But these potential advantages require the needle to work as hoped. Lim and his colleagues have experimented with the needle in agarose moulds and live pigs, but they began testing the device and the surgical workflow with real human tissue last week.
The tests were largely successful. The researchers verified that the device can be mounted stably to the skull, and that injections take only a few minutes and go to the anticipated place. There was one hitch: when the device was mounted on the skull, some of its calibration markings were hard to read, but Lim says this will be easy to fix.
Even so, Goldman anticipates that simple, straight needles will still be used for therapies in the next several years. He is part of the Empire State Stem Cell Board, a consortium that received US$12 million last year to bring a stem-cell therapy for multiple sclerosis to clinical trials. Goldman thinks that the cell type he is working with could travel far beyond where they are placed with a needle. “They really zip along quickly,” he says.
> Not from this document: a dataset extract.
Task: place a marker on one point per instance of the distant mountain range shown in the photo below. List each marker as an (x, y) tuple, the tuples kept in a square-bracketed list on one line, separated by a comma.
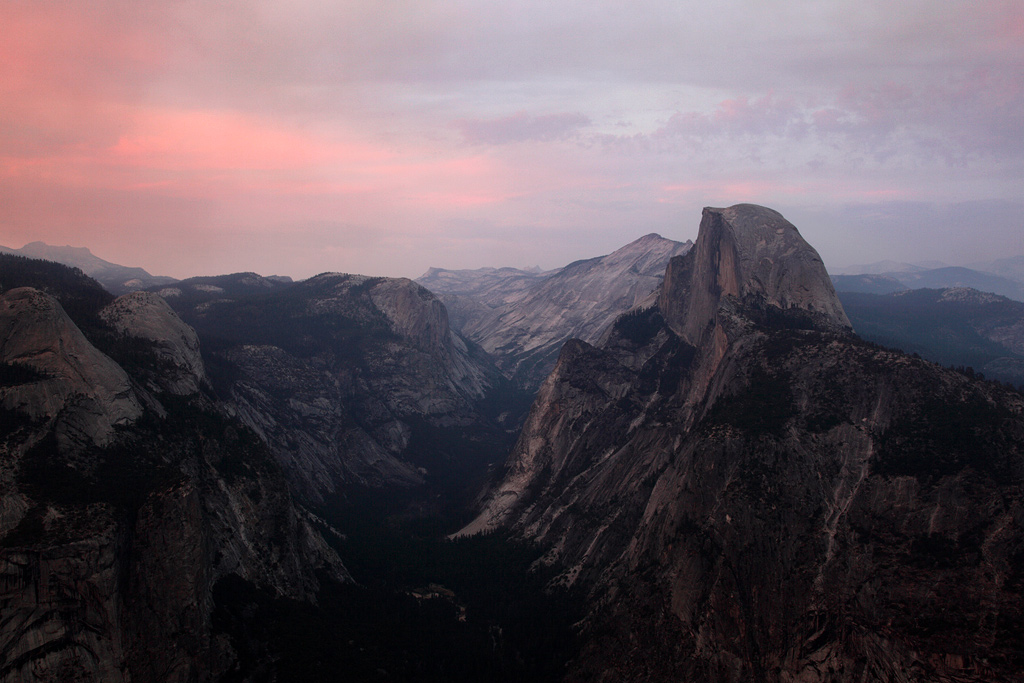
[(876, 281), (240, 477), (744, 491), (116, 279), (951, 327), (523, 317)]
Lim’s needle is not the only new brain-injection device being tested for human use. Ivar Mendez, a neurosurgeon at Dalhousie University in Halifax, Canada, has created the Halifax Injector, which delivers cells not by a manually controlled syringe by tiny computer-controlled motors. Up till now, Mendez says, “The way the injection has been done was with very primitive systems."
There's no question delivery will be important, but solving that problem will require better a better understanding of how cell therapies in the brain work, says Gary Steinberg, chair of neurosurgery at Stanford University in Palo Alto, California. “We still don’t know what cell type,” he says. “We don't even know if direct-to-the-brain is the right route of administration.” Each disease, injury, and cell type poses new sets of issues, he says.
But Lim worries that efforts like his are already behind, given the state of advancement in the development of new therapies. “If we don't do the work now before we think we need it, then it will never be ready.”
Clarified: An earlier version of the article stated, in reference to using the device to treat Pelizaeus–Merzbacher disease, that UCSF and StemCells scientists "hope to get regulatory approval to do so by the end of the year". StemCells is currently not involved in clinical trials needed for approval of device, but the device might be incorporated into future trials, pending US Food and Drug Administration clearance known as 510(k).